The reboot: Well here's a turn-up: Channing Tatum is poised to take on the role of the mermaid (or merman), while Jillian Bell will play Channing's love interest. Ron Howard is also mooted to be the man behind the camera, which is an encouraging development.

We say: This is a slice of cinematic revisionism that should be easy enough to get behind. Will it 'ruin' as many childhoods as the manbabies of Twitter said that 'Ghostbusters' did? Unlikely.

Viability rating: 5/5

Dirty Dancing

The original: Chock full of one-liners, 'Dirty Dancing' (1987) was a coming-of-age tale to last through the ages, where Jewish princess Baby (Jennifer Grey) gets a sexual awakening from the resident bad boy Johnny (Patrick Swayze) in a Catskills holiday centre.

The reboot: It would take a hardy type to mess around with this remake, yet Abigail Breslin and Colt Prattes have taken on the roles of Baby and Johnny. Debra Messing will play Baby's mother. Jennifer Grey has turned down a role in the updated version saying that it "didn't feel appropriate". Oh.

We say: Can Patrick Swayze be replaced in the role of his career? Unlikely.

Viability rating: 2/5

The Naked Gun

The original: In 1998, Leslie Nielsen's Frank Drebin was exactly the kind of clumsy cop the world needed.

The reboot: Ed Helms ('The Hangover') dragged 'National Lampoon's Vacation' into the 21st century, and looks set to the do the same with this comedy cop caper. Thomas Lennon and R Ben Garant ('Night At The Museum') are working on the screenplay.

We say: No word yet on when the film will finally drag itself into production. No time soon, we hope.

Viability rating: 1/5

Road House

The original: Another much-loved turn from the late Patrick Swayze, 'Road House' is the steamy tale about a tough bouncer hired to tame a roadhouse dive.

The reboot: Yet more gender swapping: back in 2013, UFC fighter Rhonda Rousey was thought to have nabbed the lead role. Rob Cohen, of 'The Fast and the Furious' fame, was on board to direct, but the project has lost traction of late.

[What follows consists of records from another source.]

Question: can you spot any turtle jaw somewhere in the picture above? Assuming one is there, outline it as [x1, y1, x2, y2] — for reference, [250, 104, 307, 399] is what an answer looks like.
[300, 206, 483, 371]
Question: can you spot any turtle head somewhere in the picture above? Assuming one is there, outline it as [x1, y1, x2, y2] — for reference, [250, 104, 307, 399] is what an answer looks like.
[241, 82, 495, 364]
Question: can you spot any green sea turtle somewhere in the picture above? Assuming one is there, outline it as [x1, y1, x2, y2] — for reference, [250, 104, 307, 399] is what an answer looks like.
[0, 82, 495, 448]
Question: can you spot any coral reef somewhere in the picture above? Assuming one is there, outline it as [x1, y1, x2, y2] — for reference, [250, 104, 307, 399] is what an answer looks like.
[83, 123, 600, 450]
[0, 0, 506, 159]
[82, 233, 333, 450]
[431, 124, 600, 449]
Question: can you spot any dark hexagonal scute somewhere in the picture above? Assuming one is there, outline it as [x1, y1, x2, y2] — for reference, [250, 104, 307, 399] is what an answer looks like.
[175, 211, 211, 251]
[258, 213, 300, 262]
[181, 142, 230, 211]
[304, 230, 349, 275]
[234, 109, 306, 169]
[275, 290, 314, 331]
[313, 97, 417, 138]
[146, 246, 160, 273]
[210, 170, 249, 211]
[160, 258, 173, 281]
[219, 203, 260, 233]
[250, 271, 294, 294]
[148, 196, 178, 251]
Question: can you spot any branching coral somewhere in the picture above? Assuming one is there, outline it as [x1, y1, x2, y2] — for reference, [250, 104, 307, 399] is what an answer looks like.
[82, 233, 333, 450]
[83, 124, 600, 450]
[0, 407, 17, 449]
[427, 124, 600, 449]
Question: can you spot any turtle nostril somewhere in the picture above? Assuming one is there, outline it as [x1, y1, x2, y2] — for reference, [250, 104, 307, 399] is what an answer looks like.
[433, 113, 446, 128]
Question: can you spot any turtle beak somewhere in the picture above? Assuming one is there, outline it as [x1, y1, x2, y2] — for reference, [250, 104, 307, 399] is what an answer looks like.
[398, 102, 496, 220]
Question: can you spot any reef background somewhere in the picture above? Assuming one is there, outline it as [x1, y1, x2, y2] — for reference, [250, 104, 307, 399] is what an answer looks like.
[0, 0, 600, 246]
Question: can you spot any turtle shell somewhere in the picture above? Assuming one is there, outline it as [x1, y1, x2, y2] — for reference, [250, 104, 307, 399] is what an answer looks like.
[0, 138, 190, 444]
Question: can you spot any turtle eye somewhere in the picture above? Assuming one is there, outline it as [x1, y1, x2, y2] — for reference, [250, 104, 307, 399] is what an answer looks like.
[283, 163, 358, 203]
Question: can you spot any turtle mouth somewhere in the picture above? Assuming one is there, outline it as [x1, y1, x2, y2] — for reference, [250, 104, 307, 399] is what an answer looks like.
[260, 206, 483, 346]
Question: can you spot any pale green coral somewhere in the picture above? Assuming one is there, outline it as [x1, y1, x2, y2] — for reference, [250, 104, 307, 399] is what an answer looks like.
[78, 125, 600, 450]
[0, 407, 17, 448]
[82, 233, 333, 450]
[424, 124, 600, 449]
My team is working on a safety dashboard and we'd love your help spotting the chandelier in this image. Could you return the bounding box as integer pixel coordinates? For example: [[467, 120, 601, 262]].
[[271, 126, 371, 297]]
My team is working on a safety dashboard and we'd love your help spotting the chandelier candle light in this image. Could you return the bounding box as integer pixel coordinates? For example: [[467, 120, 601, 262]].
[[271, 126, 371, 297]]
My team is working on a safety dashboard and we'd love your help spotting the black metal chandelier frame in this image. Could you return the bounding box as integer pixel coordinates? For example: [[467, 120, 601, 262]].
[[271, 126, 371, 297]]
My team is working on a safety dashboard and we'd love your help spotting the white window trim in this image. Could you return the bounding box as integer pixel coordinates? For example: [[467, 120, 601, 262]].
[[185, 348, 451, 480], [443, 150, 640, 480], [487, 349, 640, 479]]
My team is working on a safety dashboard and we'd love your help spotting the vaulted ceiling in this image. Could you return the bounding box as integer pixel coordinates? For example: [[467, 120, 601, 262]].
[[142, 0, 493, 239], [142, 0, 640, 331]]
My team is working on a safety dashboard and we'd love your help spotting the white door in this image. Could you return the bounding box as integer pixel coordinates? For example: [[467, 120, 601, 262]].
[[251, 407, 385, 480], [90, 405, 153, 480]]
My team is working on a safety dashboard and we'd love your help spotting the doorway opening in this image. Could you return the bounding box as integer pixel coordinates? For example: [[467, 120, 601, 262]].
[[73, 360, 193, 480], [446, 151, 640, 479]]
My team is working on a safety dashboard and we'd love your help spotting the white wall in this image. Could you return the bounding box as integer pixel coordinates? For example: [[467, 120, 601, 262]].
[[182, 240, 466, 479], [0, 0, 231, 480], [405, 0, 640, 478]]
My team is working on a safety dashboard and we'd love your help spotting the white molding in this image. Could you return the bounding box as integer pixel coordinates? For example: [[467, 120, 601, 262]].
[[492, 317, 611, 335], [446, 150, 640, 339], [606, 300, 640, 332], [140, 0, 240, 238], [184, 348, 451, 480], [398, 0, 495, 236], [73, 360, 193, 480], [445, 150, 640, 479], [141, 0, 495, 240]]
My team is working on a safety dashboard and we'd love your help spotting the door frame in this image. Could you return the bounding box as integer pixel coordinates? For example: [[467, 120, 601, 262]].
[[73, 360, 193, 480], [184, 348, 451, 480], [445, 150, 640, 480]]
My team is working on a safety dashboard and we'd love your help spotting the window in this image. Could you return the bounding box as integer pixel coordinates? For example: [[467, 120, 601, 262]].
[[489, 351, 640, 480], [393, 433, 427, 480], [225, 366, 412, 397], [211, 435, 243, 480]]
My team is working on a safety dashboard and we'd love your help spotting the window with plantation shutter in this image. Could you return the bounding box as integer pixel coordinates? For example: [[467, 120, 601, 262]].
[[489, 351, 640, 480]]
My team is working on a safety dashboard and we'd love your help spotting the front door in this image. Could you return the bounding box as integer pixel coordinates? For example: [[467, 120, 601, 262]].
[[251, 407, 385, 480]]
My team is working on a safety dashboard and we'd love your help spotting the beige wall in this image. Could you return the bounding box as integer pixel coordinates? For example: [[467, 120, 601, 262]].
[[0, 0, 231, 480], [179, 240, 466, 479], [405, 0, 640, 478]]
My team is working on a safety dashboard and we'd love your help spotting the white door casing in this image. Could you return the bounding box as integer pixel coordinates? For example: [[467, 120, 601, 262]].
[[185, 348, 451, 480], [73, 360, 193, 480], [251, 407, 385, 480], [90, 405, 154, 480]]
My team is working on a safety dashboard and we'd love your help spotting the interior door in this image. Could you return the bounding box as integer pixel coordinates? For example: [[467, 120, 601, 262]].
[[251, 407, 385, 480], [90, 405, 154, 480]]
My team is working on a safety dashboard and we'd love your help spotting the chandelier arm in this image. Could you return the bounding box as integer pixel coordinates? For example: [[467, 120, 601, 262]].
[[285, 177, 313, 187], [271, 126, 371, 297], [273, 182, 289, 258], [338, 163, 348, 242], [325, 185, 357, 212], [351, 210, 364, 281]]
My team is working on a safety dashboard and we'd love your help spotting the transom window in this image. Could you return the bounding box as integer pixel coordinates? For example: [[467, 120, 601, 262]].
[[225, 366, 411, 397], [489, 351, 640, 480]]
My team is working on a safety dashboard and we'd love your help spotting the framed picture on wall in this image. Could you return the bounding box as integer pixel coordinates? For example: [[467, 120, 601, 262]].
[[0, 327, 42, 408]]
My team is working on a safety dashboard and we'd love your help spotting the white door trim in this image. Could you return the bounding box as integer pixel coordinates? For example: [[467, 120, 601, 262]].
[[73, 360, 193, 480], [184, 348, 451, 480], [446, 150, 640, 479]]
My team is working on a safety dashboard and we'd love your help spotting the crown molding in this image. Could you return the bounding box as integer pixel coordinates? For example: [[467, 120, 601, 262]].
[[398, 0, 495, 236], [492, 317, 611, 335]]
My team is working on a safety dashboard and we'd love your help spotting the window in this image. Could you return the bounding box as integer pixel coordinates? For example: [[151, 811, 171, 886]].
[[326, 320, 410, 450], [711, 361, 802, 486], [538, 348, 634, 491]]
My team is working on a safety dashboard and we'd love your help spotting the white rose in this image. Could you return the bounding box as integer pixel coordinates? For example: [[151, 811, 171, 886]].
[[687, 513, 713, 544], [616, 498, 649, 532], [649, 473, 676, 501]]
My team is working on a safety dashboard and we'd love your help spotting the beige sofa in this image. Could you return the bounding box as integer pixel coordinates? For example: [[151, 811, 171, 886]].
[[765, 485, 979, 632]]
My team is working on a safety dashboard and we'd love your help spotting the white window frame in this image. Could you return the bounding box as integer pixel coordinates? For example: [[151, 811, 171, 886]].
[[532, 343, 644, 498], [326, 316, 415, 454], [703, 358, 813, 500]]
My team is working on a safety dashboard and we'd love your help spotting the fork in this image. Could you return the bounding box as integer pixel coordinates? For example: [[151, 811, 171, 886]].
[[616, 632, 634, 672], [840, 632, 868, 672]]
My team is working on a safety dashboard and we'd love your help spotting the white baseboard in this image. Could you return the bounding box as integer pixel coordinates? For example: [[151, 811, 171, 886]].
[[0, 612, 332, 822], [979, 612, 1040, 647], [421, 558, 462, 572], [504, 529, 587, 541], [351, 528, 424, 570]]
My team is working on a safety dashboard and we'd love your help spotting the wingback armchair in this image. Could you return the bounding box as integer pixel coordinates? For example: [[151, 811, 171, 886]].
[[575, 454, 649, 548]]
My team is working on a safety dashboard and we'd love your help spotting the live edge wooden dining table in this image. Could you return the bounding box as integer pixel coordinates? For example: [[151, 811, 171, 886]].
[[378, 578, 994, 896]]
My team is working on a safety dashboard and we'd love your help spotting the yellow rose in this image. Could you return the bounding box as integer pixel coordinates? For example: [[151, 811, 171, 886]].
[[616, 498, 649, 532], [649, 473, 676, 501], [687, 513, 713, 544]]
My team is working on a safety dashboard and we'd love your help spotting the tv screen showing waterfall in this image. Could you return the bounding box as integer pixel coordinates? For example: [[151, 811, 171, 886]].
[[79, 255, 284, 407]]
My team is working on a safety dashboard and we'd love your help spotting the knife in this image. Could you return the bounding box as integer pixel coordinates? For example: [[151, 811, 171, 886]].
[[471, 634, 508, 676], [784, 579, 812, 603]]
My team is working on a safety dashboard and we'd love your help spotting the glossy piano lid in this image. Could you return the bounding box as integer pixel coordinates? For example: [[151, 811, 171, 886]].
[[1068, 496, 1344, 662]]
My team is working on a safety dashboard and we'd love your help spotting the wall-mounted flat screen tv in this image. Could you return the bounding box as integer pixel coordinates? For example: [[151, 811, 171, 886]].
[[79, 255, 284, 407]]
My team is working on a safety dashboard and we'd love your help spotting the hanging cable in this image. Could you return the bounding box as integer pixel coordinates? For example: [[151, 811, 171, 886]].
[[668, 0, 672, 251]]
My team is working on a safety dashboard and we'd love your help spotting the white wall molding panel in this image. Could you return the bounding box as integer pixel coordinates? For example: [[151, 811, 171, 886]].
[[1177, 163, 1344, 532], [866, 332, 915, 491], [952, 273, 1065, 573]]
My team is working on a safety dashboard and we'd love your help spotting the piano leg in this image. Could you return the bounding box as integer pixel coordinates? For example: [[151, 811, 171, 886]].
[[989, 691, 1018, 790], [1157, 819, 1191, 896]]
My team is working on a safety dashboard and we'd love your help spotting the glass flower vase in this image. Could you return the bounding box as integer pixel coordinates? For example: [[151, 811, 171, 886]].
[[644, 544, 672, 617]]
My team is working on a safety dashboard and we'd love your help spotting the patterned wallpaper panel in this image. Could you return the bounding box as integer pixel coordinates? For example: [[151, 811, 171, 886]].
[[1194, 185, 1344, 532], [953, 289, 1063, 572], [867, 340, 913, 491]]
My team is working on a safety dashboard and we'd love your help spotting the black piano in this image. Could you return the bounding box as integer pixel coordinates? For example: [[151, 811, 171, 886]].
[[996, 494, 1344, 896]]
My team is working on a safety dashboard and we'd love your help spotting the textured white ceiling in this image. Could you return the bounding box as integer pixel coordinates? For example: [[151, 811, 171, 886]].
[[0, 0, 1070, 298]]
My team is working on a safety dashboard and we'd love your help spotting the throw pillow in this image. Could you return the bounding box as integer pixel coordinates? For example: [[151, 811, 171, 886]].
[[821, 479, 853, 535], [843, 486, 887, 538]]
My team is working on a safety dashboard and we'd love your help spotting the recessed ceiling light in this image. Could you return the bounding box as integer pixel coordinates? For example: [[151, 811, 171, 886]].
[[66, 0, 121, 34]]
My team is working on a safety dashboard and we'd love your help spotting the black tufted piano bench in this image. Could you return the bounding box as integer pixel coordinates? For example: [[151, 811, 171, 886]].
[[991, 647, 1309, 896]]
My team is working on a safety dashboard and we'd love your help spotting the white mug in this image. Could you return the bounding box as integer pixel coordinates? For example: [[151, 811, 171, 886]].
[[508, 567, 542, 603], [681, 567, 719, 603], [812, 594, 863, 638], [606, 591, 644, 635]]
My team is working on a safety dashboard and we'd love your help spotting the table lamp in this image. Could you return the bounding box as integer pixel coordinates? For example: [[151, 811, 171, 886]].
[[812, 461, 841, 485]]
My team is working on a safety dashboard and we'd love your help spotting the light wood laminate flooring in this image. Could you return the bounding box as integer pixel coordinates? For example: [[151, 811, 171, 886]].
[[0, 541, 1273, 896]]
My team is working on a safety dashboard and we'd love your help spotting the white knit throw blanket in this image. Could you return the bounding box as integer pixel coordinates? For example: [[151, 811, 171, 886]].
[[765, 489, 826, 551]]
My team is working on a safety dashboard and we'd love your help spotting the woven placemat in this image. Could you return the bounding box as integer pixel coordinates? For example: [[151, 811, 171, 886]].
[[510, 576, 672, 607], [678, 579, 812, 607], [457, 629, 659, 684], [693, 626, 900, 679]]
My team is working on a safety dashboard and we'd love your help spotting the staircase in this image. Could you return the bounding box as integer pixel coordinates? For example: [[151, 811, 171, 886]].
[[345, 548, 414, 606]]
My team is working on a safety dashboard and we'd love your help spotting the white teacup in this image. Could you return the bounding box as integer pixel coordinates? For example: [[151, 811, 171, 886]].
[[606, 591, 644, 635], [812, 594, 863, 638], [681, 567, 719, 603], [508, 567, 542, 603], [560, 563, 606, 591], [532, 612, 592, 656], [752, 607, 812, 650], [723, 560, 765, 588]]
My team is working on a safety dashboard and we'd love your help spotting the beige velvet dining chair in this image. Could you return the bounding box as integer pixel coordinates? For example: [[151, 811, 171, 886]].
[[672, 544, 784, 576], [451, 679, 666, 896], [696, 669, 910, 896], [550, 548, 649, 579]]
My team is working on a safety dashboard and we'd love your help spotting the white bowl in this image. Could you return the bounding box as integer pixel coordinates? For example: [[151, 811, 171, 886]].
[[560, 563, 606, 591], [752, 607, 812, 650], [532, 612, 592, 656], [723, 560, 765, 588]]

We say: Rhonda Rousey bringing order to a dirty bar? It's the role she was born to play.

Viability rating: 3/5

Commando

The original: Arnold Schwarzenegger stars as a retired elite commando who wages a one-man war against a group of South African criminals who have kidnapped his daughter.

The reboot: Fine, this sort of film has been made many times over, and better, but writer David Ayer, working for Fox, has promised a film that is "less brawny, but more skilled in covert tactics and weaponry".

We say: Brawn is no bad thing.

Viability rating: 2/5

Overboard

The original: Goldie Hawn and Kurt Russell play an heiress and a wily carpenter who keep screwing each other over. After he is the first one to find her after she gets amnesia, he wastes no time in convincing her that she's his wife.

The reboot: Jennifer Lopez has reportedly signed onto this remake. Garry Marshall, who died last month, was signed up to direct, but the project now hangs in the balance.

We say: Would the amnesia storyline fly in a world where there is Facebook?

Viability rating: 3/5

Bill & Ted's Excellent Adventure

The original: Who can forget two spectacularly daft slackers who are forced to prepare a historical presentation with a time machine?

The reboot: Keanu Reeves and Alex Winters are set to reprise the roles they excelled in back in 1989. Time machine or not, we sense a problem here…

We say: Bill and Ted amid a mid-life crisis. No thanks.

Viability rating: 1/5

Three Men & A Baby

The original: Three enthusiastic bachelors - Ted Danson, Steve Guttenberg and Tom Selleck - find their footloose lifestyle is cramped by the arrival of a baby belonging to one of them.

The reboot: Rumours abound that a project helmed by Adam Sandler has surfaced, with Chris Rock, David Spade and Rob Schneider poised to take the roles as three gay men struggling to take care of an unexpected infant visitor.

We say: It has box office flop written all over it. Turn around and walk away slowly, gents.

Viability rating: 1/5

Honey I Shrunk The Kids

The original: Rick Moranis shot to fame as the madcap scientist whose home experiments result in the shrinking of his own children.

The reboot: For now, not much more than a wistful internet rumour. Unofficial sources attached Mike Myers to the project.

We say: If a project were to benefit from developments in CGI, it's this one.